Mark also told a powerful story about how the drone fitted with a thermal camera had found a missing 13-year-old girl, who was in a ditch and on the brink of death, suffering severe hypothermia. Thankfully, she was located and saved. Mark said: “I believe that if we didn’t have the drone, she would have been found dead in the morning.”
Lincolnshire Police is also using drones and Special Sergeant Kevin Taylor detailed various examples during the roadshow, including how the Force’s drone pilots landed their first successful prosecution earlier this year. During this case, the UAV helped to discover a ‘professional cannabis growing operation’ which could produce more than £50,000 worth of the drug. As a result, Mark Lovell, 54, of Anderby Road, Chapel St Leonards, was jailed for three years for producing the Class B drug.
DJI Committed to the Enterprise Sector
The case studies were proof that drones are being used for good, and during the event, DJI set out its commitment to developing technology which will improve operations and effectiveness within the enterprise sector. The Mavic 2 Enterprise is just one example of this. The Phantom 4 RTK – DJI’s most compact and accurate low-altitude mapping solution.
As well as the Mavic 2 Enterprise, DJI announced other developments and new releases during the event, including the in-depth DJI Flight Simulator, which helps to train pilots in a range of real world scenarios.
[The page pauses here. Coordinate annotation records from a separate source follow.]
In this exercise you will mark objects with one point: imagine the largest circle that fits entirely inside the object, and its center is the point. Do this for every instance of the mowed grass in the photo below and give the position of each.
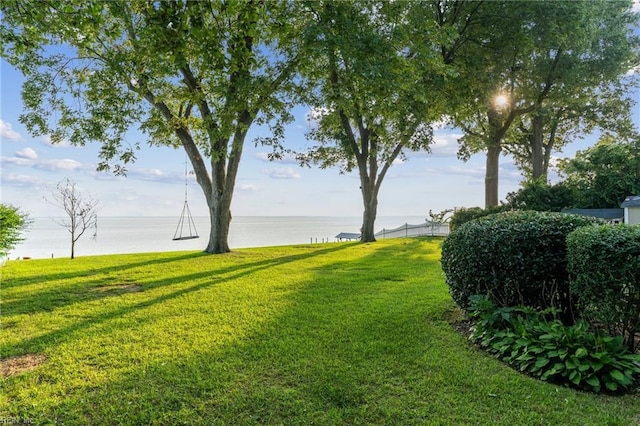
(342, 333)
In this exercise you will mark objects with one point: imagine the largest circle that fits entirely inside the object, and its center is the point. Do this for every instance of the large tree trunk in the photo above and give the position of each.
(537, 155)
(370, 199)
(220, 218)
(492, 175)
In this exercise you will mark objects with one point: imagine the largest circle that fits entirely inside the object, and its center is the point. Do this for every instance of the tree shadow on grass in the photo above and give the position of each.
(346, 349)
(153, 259)
(208, 278)
(357, 342)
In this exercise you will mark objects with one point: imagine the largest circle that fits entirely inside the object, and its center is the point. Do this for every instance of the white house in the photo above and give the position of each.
(631, 206)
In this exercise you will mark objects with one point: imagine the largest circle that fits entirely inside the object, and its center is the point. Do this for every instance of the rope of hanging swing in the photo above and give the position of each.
(186, 219)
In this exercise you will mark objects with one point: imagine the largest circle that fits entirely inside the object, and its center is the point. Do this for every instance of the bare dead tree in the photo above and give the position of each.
(81, 210)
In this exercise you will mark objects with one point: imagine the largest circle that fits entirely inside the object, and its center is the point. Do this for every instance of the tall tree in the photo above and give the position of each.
(362, 94)
(590, 81)
(603, 175)
(554, 60)
(81, 211)
(376, 87)
(191, 74)
(13, 222)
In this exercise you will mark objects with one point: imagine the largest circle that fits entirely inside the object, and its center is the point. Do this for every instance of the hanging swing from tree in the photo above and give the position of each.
(186, 222)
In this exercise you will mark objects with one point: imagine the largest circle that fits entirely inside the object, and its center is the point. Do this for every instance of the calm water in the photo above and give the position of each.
(46, 239)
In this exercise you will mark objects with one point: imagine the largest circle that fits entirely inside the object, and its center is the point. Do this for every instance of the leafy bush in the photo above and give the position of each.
(463, 215)
(516, 258)
(551, 351)
(13, 223)
(604, 263)
(540, 196)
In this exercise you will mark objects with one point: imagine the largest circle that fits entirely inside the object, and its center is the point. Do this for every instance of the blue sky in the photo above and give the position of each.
(154, 186)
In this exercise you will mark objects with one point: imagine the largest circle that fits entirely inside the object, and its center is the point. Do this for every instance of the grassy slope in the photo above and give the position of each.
(325, 334)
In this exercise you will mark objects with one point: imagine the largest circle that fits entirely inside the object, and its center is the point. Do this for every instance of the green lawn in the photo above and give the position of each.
(340, 333)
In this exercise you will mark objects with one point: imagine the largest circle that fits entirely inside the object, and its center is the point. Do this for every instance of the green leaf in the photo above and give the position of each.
(581, 352)
(617, 375)
(612, 386)
(594, 382)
DJI PRAISES HELIGUY EMERGENCY SERVICES ROADSHOW
At the end of the roadshow, Tautvydas Juskauskas, DJI’s Public Business Development Manager for Europe, the Middle East and Africa, said that he was delighted with how the event had gone.
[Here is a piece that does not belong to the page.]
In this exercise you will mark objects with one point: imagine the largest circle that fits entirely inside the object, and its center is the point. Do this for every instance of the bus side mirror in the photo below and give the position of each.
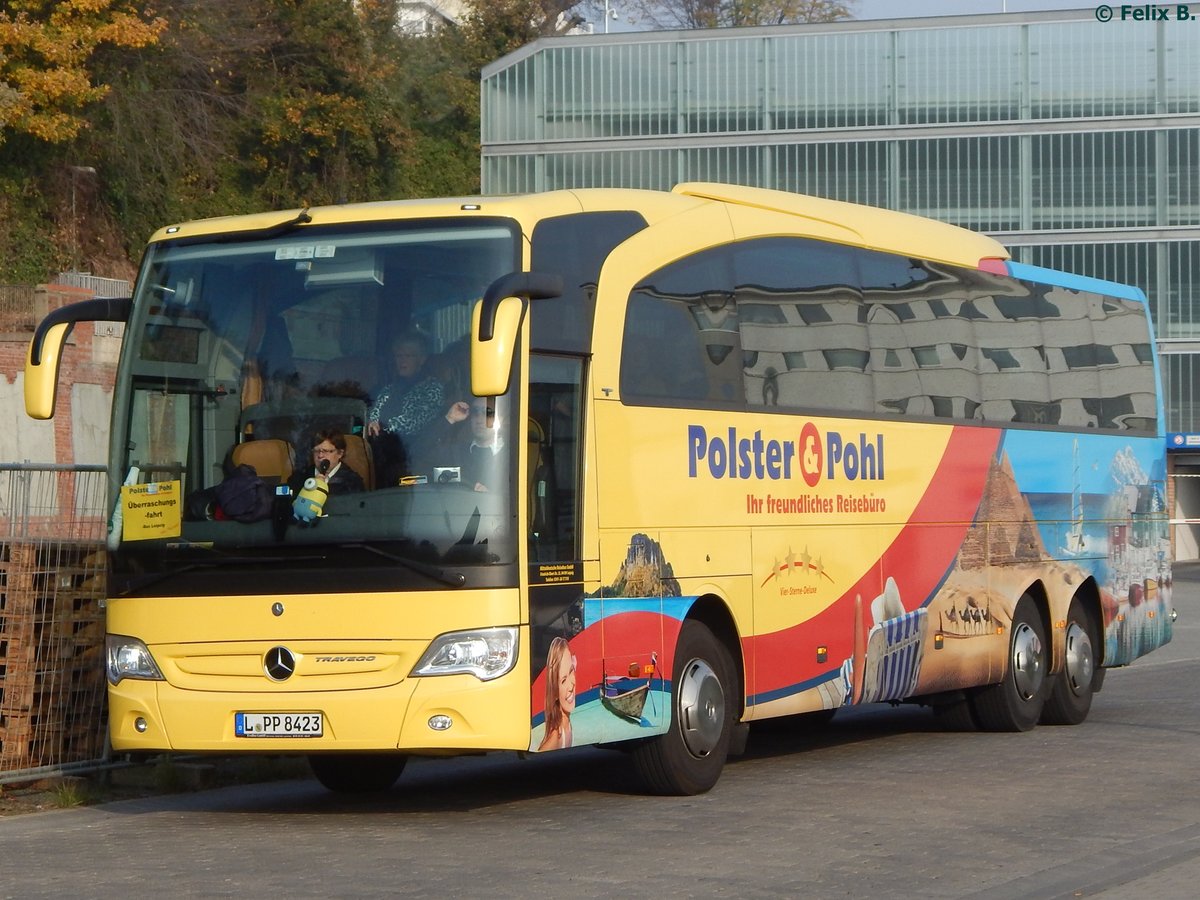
(46, 348)
(42, 376)
(496, 324)
(491, 360)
He said: “We got a really good crowd from the emergency services and the public-safety sector.
“We see that, more and more, emergency services in the UK commit to large-scale drone operations. What we find very exciting is that these drone operations are getting recognised by key decision-makers and stakeholders. This is thanks to the people who are the pioneers who have used drones for law enforcement, fire services and search and rescue operations and shown how helpful they can be.
“This was the main idea of the Emergency Services Roadshow – bringing these people, who work with the drones, together so that they can share their experiences.”
He also praised Heliguy for holding the event, which he described as being slick and well managed.
He said: “It was a true pleasure to work on this project with Heliguy. It was a great team effort and I really appreciate Heliguy’s professionalism.
“From day one, when we introduced this concept to the Heliguy team, I saw their continuous commitment to DJI and their clients, their very constructive approach in execution, and of course, the smooth event’s implementation.
“It was a great event with lots of good discussions and great presentations from the emergency services. So big thanks to everyone.”
Reflecting on the roadshow, Ben Shirley, part of the Heliguy training team who helped to organise the event, said: “The day was well received and really beneficial. It was great to see all of the emergency services share knowledge and experiences, providing valuable insight into how organisations differ in terms of operations.
“Thank you to all the staff from Heliguy, DJI, the guest speakers and all of the attendees for showing their support.”